Turning crisis into opportunity: How to finance a sustainable recovery
A chance to build back better? Image: REUTERS/Michaela Rehle
- The latest Great Reset virtual meeting looked at financing a sustainable recovery.
- Speakers looked at the work already done, the challenges that remain and the opportunities that exist to 'build back better.'
"Radical happens more often than we think."
There were plenty of messages of hope in the World Economic Forum's latest Great Reset virtual meeting, 'Financing a Sustainable Recovery'.
Although significant challenges remain, there are opportunities to be sized upon, agreed the speakers, Kristalina Georgieva, Managing Director at the International Monetary Fund (IMF); Mohammed Al-Jadaan, Minister of Finance, Economy and Planning at Ministry of Finance of Saudi Arabia; Anne Richards, Chief Executive Officer at Fidelity International; and Cameron Hepburn, Director and Professor of Environmental Economics at Smith School of Enterprise and the Environment (SSEE).
Here are some of the key quotes from the session, which looked at the work already done, those challenges still to be overcome, and the areas of hope or opportunity for the future.
You can watch it in full here.
We face a very serious risk of a tale of two cities.

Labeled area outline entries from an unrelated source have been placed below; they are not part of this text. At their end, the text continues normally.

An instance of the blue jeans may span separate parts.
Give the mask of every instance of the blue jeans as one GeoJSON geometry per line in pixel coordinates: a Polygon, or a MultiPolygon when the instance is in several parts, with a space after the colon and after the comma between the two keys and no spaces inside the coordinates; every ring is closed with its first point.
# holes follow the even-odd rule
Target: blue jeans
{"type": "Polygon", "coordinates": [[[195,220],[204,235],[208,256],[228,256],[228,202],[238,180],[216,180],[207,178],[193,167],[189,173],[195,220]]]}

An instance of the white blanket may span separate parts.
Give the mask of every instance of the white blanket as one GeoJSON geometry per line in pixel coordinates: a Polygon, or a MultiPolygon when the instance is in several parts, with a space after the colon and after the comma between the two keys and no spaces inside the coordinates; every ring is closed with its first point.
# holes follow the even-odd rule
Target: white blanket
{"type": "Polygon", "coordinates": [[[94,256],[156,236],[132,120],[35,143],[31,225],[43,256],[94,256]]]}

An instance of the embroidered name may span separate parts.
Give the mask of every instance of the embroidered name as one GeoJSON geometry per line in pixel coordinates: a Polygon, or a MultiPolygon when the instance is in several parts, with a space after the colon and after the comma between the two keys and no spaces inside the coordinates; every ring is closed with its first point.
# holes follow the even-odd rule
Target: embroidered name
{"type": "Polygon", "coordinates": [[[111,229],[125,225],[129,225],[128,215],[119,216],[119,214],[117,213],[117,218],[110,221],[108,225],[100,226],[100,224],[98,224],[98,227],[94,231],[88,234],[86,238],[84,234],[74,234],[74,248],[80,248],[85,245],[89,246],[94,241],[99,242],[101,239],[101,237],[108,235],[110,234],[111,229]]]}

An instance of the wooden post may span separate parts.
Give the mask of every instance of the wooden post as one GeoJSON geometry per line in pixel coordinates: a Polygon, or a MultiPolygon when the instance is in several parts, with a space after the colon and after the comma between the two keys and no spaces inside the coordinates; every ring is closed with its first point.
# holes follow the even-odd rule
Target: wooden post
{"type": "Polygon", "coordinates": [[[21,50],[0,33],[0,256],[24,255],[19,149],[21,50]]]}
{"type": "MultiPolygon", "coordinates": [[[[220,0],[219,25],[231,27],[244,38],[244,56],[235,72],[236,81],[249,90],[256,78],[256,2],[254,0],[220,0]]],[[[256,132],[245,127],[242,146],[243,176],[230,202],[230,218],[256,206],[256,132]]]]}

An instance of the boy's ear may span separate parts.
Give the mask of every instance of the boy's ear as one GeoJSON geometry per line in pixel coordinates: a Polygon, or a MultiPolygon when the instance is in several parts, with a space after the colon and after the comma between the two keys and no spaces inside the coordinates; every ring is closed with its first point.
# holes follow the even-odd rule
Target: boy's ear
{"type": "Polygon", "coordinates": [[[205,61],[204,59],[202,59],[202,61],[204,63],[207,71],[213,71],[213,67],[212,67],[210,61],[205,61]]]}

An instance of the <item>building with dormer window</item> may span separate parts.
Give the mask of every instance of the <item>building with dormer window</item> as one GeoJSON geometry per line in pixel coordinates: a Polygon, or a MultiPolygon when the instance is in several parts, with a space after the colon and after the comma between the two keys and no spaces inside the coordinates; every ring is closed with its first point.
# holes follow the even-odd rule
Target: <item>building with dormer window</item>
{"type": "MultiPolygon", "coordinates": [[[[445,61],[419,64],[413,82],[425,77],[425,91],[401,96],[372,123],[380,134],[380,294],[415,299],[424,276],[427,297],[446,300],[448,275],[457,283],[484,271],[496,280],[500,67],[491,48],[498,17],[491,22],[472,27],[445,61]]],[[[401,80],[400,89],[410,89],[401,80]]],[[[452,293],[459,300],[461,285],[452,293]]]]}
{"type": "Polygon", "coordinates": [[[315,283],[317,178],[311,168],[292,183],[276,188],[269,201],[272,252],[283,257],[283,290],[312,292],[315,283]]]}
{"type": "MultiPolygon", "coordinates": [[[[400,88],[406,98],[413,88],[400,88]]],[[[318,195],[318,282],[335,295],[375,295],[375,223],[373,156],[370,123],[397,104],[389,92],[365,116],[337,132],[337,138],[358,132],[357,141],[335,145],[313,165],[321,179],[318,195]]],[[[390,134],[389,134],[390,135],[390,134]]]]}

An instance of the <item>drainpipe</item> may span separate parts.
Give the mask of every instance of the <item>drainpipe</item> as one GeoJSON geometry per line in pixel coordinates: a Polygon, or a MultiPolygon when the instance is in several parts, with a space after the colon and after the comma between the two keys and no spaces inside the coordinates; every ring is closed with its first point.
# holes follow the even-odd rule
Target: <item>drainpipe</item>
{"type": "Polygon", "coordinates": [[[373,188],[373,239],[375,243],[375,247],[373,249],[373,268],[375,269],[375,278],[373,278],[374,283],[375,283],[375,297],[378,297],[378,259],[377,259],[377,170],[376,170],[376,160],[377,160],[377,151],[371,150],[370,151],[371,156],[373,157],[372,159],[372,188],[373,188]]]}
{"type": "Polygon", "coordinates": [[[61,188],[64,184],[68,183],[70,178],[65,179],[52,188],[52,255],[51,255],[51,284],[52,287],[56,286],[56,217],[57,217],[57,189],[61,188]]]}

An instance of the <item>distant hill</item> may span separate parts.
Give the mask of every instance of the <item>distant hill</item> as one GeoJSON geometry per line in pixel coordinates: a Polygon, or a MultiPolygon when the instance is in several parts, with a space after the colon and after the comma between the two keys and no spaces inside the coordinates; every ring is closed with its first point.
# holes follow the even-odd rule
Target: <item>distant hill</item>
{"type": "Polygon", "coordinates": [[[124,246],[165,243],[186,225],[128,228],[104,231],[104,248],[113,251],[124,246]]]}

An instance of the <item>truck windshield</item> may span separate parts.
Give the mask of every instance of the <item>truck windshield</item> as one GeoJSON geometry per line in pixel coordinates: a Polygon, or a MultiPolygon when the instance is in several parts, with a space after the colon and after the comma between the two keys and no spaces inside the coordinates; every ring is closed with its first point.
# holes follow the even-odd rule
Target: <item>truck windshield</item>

The part of the economy that is digital and moving and leaning forward does well and the rest does very poorly.
There is good momentum built, but it is not everywhere and not yet to a point of sustainability to make us all feel like the great reset is happening.
COVID-19, with its severity, spread and speed, shocked the world. It’s possibly the worst we’ve seen since the Great Depression in the 1930s. The pain has been felt all over.
I think we, globally, need to feel the pain of the misfortunate more, whether countries, or communities within countries. We need to do more and try to come together as much as we can to support these countries and communities.
Radical happens more often than we think, it's just that we’re conditioned not to think that we can do it.
We have to be very careful that we don’t lose the opportunity to not just rebuild the past. We have to reinvent business models and what the future of work looks like within that. That gives us the opportunity to think about how we build in sustainability and resilience.
We can’t have a sensible economic response without thinking about the other crises coming down the line. This has been a wake-up call to all of us that these long-tail, black-swan events aren’t actually that unlikely.
I think we have actually learned something post the last financial crisis. This is a terrible time, but you can’t waste the opportunity to send the economy off in the direction you want.